La lógica invertida: primero se instala, después se consulta
El sentido común, la ley y hasta el más básico criterio de prevención indican que antes de desarrollar cualquier instalación de riesgo —como una planta de acopio de granos— deben cumplirse ciertas condiciones mínimas:
- Habilitación ambiental
- Estudio de impacto
- Cumplimiento de distancias mínimas respecto de escuelas o zonas residenciales
- Consulta pública
- Y, por supuesto, la aprobación municipal
Pero acá, como en tantos otros casos, se hizo todo al revés: primero se construyó; después se pidió permiso. La legalidad llega por la ventana, tarde, y con papeles en mano solo cuando alguien prende la luz. Como dijo un funcionario local que prefirió el off: “No se puede adecuar lo que nunca fue aprobado. Eso no es corrección, es encubrimiento.”
A 200 metros de una escuela: el riesgo es real, no retórico
Este no es un dato menor.
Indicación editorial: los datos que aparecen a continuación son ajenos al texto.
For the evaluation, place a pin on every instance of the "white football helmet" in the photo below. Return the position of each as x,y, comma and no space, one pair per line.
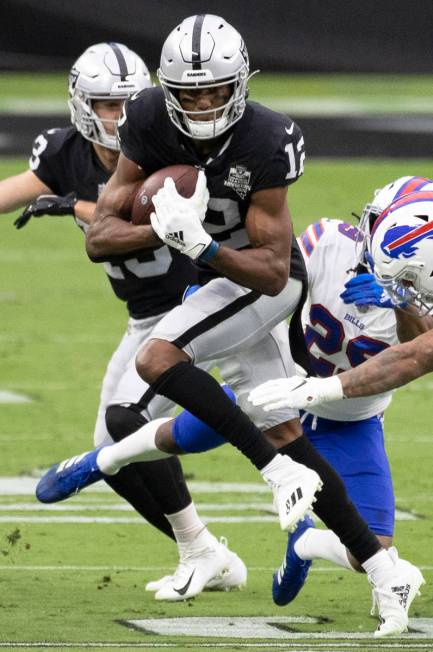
204,51
105,71
383,197
401,249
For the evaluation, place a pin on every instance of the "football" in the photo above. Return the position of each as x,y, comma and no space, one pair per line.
184,177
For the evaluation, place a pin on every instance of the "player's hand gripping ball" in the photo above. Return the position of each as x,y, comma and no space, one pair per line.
185,180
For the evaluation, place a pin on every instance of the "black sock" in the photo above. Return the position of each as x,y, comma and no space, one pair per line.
128,484
333,505
196,391
153,488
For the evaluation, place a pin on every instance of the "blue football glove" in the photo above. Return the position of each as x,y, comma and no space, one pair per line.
363,290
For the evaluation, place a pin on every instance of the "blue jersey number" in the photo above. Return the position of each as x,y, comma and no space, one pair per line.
331,340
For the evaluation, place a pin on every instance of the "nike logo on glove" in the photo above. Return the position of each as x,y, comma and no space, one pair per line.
185,588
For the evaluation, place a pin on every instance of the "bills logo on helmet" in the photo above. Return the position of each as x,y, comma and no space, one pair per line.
403,240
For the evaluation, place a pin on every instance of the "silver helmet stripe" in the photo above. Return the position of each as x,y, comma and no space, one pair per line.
123,68
196,40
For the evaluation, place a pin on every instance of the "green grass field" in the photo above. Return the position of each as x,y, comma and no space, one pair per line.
73,574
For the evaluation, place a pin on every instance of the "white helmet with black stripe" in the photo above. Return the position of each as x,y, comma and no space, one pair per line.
204,51
105,71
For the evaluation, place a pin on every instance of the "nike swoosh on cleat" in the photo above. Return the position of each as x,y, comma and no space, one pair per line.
185,588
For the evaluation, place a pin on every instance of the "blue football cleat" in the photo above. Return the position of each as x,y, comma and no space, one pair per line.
69,477
289,579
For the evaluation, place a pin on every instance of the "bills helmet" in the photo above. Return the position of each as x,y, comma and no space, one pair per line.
401,248
204,51
383,197
105,71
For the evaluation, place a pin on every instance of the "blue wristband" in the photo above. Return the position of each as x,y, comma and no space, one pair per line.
209,252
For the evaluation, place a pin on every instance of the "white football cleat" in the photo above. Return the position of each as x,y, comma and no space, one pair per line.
233,577
394,594
206,561
155,585
294,486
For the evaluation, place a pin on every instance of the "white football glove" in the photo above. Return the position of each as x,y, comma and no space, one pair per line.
296,392
177,221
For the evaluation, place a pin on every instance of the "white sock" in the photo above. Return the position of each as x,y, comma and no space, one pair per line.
187,526
322,544
378,564
138,447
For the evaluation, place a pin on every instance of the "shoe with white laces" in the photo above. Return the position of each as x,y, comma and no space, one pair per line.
69,477
289,579
294,486
233,577
393,594
204,559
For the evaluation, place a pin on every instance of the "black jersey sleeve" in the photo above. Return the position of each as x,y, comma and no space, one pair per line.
46,159
283,163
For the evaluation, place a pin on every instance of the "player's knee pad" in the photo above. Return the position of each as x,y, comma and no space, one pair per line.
122,420
193,435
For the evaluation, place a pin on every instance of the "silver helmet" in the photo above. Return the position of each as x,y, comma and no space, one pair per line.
105,71
204,51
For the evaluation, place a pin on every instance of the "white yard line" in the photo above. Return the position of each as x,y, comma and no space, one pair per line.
306,646
145,569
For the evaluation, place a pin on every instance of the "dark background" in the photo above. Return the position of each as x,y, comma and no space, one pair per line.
282,35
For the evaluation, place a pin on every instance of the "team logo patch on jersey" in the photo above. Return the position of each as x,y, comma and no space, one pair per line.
239,179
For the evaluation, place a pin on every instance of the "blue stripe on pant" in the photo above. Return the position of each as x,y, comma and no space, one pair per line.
356,451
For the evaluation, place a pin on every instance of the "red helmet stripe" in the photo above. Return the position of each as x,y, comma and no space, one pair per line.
425,228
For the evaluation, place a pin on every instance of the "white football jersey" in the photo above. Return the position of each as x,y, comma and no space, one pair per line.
340,336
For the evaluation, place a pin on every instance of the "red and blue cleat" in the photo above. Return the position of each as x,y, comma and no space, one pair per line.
289,579
69,477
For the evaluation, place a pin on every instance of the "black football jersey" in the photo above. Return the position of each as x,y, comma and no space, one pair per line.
263,150
150,282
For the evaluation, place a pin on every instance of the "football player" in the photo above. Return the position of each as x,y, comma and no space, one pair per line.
239,233
400,250
75,163
347,318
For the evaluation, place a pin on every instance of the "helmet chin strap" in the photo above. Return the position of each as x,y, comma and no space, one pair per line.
206,129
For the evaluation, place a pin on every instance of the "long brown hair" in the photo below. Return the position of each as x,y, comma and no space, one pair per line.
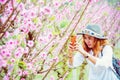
97,48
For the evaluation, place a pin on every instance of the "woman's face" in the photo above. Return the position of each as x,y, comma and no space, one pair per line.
89,40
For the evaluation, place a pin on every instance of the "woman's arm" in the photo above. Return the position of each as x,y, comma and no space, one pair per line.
105,61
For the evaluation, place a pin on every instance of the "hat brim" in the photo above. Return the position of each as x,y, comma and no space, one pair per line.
96,36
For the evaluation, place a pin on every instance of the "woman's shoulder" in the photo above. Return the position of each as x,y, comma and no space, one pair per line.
107,47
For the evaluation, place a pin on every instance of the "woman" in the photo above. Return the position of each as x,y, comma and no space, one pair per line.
98,53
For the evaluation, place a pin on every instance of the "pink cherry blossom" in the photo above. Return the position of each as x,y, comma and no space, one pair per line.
6,77
52,78
2,1
30,43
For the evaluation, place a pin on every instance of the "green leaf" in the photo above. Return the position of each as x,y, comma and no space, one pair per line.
35,20
38,77
52,18
23,44
18,1
22,65
34,1
118,8
64,23
56,32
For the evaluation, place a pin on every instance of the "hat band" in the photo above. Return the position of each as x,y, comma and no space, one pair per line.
92,33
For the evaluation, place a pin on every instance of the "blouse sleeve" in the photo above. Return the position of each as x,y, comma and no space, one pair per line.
106,60
77,60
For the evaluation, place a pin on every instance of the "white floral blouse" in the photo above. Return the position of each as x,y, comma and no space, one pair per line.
102,70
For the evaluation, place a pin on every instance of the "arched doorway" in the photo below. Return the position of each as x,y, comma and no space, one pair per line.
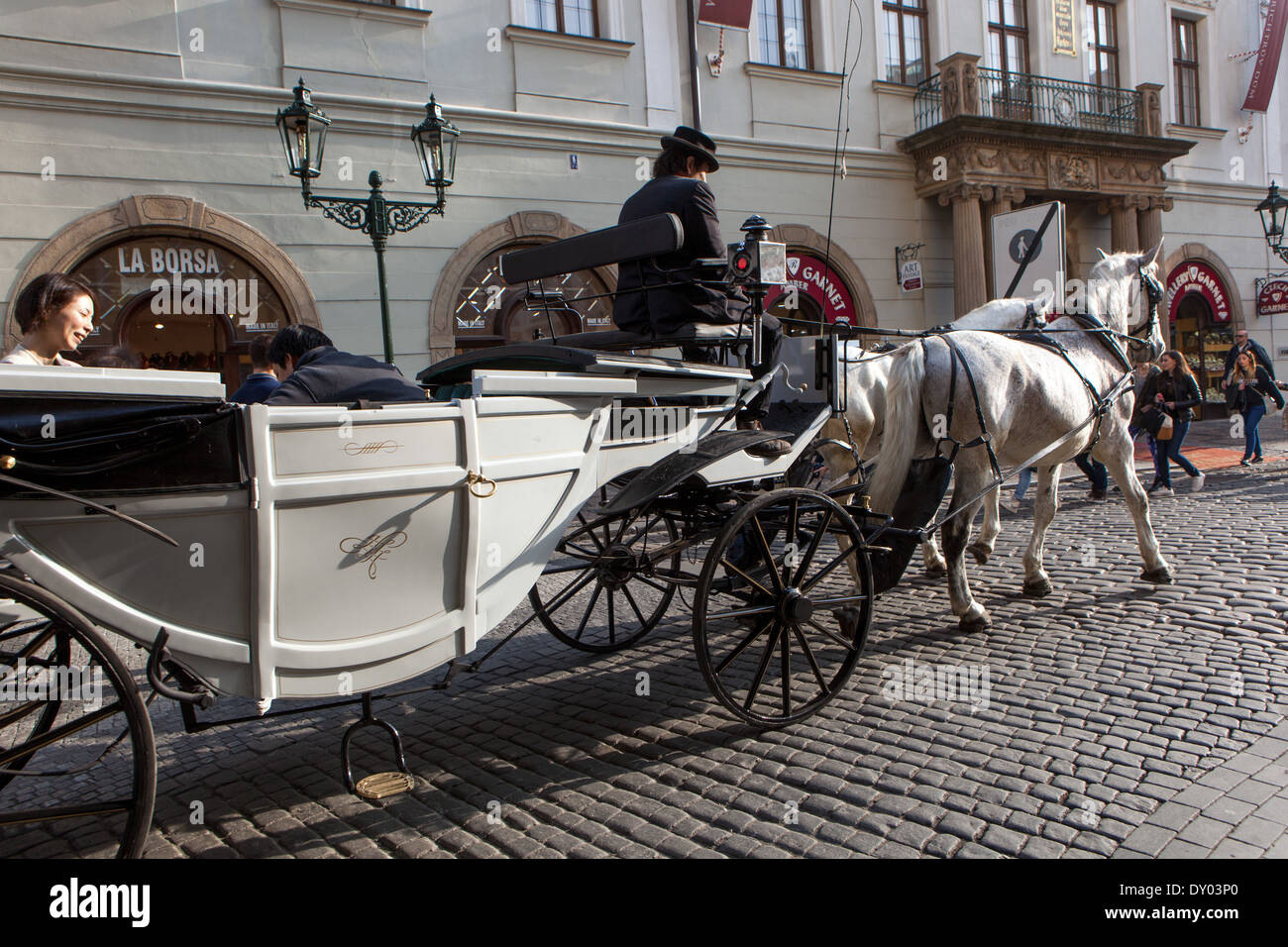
197,272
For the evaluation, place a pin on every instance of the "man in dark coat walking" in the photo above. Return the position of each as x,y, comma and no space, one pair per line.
645,304
1241,343
316,372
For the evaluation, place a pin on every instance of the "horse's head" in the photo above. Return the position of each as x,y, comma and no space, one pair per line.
1124,291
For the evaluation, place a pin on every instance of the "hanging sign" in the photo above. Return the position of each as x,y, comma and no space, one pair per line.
1267,58
809,274
1198,277
1064,31
1273,298
733,14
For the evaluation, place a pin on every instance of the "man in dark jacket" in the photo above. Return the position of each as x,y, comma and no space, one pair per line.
261,382
1241,343
679,187
316,372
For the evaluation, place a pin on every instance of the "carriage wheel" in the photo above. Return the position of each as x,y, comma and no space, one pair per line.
76,749
604,564
778,622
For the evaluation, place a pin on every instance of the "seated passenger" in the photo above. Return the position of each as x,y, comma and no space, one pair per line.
54,313
679,187
316,372
262,381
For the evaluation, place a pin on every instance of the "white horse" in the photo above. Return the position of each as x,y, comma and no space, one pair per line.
1029,398
867,376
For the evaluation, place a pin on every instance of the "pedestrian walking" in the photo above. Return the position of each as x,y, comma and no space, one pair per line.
1245,390
1171,395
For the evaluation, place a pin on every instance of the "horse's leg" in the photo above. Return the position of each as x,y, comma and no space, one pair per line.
983,548
956,535
1116,451
1044,504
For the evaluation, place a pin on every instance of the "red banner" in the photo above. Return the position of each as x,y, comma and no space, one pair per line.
1267,58
734,14
820,283
1198,277
1273,298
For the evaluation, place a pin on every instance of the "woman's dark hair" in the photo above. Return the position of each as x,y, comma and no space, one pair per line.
46,295
115,357
673,161
1183,368
295,341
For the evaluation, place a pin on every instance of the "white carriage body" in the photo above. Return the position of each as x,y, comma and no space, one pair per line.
355,552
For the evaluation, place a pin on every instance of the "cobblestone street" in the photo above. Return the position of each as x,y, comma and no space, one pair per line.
1117,719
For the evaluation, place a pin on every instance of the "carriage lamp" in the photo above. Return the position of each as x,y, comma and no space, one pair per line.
304,127
1274,210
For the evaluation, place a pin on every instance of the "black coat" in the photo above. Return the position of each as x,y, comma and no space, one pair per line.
1184,390
327,376
1250,394
666,311
1261,355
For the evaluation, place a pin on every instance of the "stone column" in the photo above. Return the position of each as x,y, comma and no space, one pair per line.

Las plantas de silos generan partículas en suspensión, riesgo de explosión por combustión del polvillo, tránsito pesado y ruidos constantes. La legislación nacional y muchas ordenanzas locales son claras: estas instalaciones deben estar ubicadas a no menos de 500 a 1.000 metros de instituciones escolares o zonas urbanas. En este caso, la planta está a solo 200 metros de una escuela. No se trata de una percepción: es un dato técnico, medible y extremadamente preocupante. Intentar “adecuar” esa situación es un acto de negligencia institucional que pone en riesgo la salud de alumnos, docentes y personal educativo. La pregunta es directa: ¿quién se hará cargo si ocurre un accidente? ¿Qué dirá el Estado si se demuestra que habilitó, con papeles truchos o por omisión, una planta que no cumplía ni uno solo de los requisitos?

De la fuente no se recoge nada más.